It took Connor McDavid a little under 10 years to reach 1,000 points, so what are the odds he becomes just the second player in NHL history to reach 2,000?
It’ll be close, but his teammates don’t rule out a 37-year-old McDavid still turning heads and joining Wayne Gretzky (2,857) in the Two Grand Club.
“If not him, who else?” asked Leon Draisaitl, who set up McDavid for No. 1,000 and 1,001 in Thursday night’s 3-2 overtime win against Nashville. “That’s the only question I have. I never bet against Connor McDavid. I’ve learned that over the last 10 years. It wouldn’t surprise me.”

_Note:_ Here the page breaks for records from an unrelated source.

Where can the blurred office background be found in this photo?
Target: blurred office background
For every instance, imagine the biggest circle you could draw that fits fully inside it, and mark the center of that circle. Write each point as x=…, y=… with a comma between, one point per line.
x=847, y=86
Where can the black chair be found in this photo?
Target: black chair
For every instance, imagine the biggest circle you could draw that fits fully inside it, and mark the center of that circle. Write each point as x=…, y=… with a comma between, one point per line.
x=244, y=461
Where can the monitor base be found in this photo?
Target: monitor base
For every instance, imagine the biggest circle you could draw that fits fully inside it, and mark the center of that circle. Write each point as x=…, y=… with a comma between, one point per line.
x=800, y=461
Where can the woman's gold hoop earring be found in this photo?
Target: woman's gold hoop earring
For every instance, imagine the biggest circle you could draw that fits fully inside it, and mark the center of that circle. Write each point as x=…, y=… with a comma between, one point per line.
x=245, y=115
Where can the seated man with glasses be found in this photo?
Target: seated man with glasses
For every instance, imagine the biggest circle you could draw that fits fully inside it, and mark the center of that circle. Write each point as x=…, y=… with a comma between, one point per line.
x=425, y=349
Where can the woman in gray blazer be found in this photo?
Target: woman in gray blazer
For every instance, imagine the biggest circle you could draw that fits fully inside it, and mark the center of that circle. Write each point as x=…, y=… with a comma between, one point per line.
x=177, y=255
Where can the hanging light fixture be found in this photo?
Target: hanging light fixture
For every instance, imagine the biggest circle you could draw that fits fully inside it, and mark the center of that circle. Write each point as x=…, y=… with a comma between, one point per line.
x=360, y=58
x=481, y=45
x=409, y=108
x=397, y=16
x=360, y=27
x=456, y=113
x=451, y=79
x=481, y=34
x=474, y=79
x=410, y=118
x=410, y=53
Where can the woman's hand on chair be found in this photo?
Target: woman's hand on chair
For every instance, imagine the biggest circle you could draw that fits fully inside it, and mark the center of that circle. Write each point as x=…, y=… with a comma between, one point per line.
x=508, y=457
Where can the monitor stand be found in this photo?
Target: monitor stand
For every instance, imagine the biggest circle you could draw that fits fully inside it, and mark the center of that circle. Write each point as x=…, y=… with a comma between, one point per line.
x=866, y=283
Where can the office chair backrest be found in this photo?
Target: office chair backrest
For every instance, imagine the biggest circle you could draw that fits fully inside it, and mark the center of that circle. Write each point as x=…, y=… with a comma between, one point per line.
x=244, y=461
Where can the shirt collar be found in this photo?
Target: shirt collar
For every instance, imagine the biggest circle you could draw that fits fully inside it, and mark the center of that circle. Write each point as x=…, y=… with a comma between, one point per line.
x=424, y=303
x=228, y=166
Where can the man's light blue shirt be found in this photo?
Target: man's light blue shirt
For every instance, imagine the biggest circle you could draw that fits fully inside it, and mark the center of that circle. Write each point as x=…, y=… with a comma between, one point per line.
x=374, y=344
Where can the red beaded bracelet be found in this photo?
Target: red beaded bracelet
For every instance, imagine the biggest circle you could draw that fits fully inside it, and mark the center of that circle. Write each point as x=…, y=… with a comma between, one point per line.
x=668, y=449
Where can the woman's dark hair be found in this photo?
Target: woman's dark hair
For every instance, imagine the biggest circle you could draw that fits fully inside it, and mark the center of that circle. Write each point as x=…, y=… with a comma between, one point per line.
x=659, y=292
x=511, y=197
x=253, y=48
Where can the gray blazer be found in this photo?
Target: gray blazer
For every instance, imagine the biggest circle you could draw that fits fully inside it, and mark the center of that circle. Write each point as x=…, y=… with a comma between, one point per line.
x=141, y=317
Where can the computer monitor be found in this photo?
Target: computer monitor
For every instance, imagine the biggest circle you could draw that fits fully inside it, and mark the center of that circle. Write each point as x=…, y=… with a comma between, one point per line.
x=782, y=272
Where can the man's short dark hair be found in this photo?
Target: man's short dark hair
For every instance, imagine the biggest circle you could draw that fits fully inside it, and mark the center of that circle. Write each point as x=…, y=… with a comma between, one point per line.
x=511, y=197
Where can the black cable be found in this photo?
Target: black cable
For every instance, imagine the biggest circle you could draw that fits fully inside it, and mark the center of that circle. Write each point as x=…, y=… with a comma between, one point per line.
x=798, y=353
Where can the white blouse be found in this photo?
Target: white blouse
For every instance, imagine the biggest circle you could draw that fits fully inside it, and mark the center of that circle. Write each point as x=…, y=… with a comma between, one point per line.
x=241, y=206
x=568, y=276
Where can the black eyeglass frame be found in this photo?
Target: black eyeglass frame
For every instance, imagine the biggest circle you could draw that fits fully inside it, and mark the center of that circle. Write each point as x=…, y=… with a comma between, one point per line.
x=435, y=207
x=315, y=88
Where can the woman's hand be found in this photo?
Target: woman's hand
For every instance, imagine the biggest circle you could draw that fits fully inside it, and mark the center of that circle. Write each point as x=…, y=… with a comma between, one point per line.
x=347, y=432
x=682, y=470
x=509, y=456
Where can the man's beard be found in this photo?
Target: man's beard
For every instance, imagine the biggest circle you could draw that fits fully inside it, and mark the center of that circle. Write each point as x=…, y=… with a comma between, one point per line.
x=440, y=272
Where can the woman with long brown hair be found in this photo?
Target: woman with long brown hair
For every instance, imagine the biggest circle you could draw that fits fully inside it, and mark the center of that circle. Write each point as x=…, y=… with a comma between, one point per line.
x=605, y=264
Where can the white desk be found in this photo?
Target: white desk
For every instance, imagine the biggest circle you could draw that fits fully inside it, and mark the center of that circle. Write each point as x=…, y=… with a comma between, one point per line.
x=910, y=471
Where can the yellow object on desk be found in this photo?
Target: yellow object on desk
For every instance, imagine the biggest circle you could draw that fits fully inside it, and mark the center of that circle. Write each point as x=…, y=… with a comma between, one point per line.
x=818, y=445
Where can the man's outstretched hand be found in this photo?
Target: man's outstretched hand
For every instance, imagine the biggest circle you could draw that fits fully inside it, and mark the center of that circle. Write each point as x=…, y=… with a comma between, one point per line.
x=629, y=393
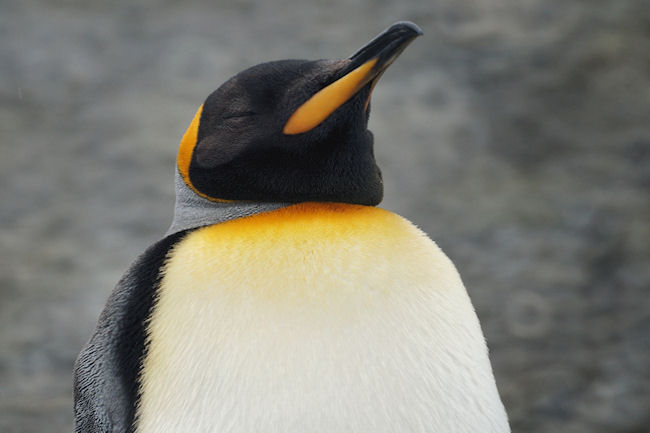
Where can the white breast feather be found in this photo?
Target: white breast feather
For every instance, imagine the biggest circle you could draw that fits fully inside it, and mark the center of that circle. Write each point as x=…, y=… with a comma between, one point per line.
x=353, y=334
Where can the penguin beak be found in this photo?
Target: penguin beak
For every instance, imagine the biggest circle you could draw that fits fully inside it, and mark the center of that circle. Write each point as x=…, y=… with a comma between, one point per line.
x=363, y=67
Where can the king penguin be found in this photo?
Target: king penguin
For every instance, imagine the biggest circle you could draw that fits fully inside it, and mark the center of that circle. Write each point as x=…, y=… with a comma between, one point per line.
x=282, y=300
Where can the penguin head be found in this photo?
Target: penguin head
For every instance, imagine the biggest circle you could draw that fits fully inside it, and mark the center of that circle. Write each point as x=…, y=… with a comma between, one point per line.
x=292, y=130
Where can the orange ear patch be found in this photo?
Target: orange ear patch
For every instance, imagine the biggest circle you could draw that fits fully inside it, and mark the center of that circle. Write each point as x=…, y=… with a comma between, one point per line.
x=317, y=108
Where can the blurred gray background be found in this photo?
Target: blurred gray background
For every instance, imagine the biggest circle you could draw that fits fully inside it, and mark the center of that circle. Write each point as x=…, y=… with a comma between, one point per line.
x=515, y=132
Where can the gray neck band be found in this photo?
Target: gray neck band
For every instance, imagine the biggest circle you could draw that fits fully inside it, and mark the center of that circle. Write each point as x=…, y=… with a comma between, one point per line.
x=193, y=211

Who else? Nobody, that’s who.
At 27 years of age McDavid is the fourth-youngest and the fourth fastest to reach the 1,000-point mark. Only all-time greats Wayne Gretzky, Mario Lemieux and Mike Bossy did it quicker. Beyond that, nobody outside of Hall of Fame legends from the 80s and 90s is even in the same neighbourhood. Nobody from the current era of active players is even close to 1,000 points in 659 games.
Among the current guns in the NHL, Nikita Kucherov is at 740 games and 897 points. Nathan MacKinnon is at 808 games and 932 points. Auston Matthews, at 575 games and 660 points, needs 340 points in his next 84 games to match what McDavid just did.
Among the previous generation of greats, Sidney Crosby needed 757 games top reach 1,000, Evgeni Malkin needed 848, Alex Ovechkin needed 880 and Patrick Kane needed 953.